EU leaders have failed to reach a consensus on the automatic extension of Russian sanctions which are due to expire in July.
European Council President Donald Tusk announced that the decision will be linked to the full implementation of Minsk agreement.
“The duration of economic sanctions will be clearly linked to the full implementation of the Minsk agreement,” Tusk told a news conference following the first working session of the summit in Brussels.
“We have to maintain our sanctions until the Minsk agreement is fully implemented,” he reiterated, hinting that sanctions might be extended until the end of 2015 – a deadline for some of the Ukraine ceasefire agreement provisions.
Luxembourg's Prime Minister Xavier Bettel confirmed that any decision on further anti-Russia sanctions depends on the situation in Ukraine, and whether it develops positively or negatively.

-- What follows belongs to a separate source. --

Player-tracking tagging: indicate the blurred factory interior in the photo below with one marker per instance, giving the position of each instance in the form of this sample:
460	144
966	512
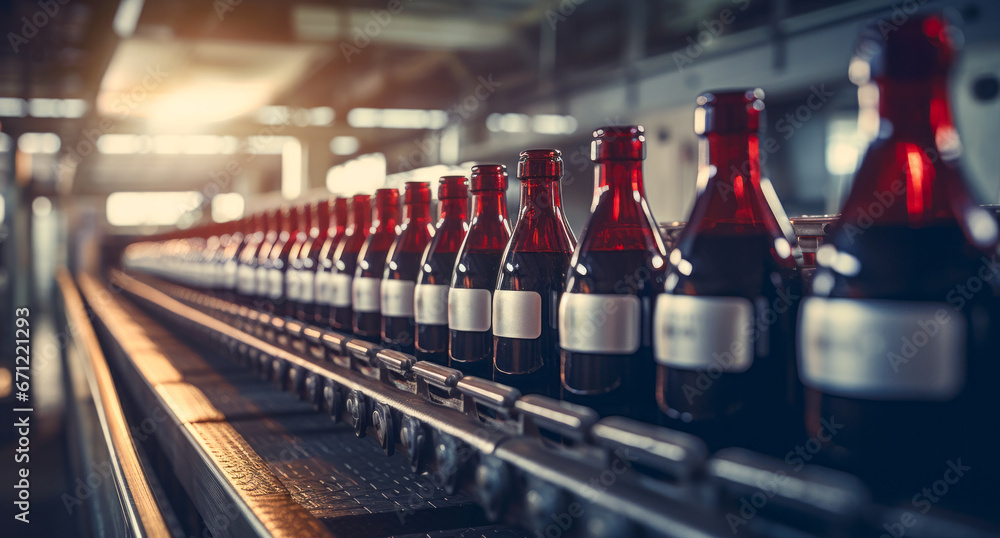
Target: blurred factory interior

The Minsk agreement envisaged (among more urgent points on the de-escalation of violence) political reform in Ukraine to ensure decentralization and a special status for its rebel provinces. It requires Ukraine to adopt legislation which would provide permanent privileges to the Lugansk and Donetsk Regions, currently self-declared republics, by the end of 2015.
Last year, the European Union followed the line of the United States, imposing sanctions on Russia in several separate rounds, but it later found them to be causing increasing difficulties for its own constituent economies, which rely heavily on Russian energy supplies.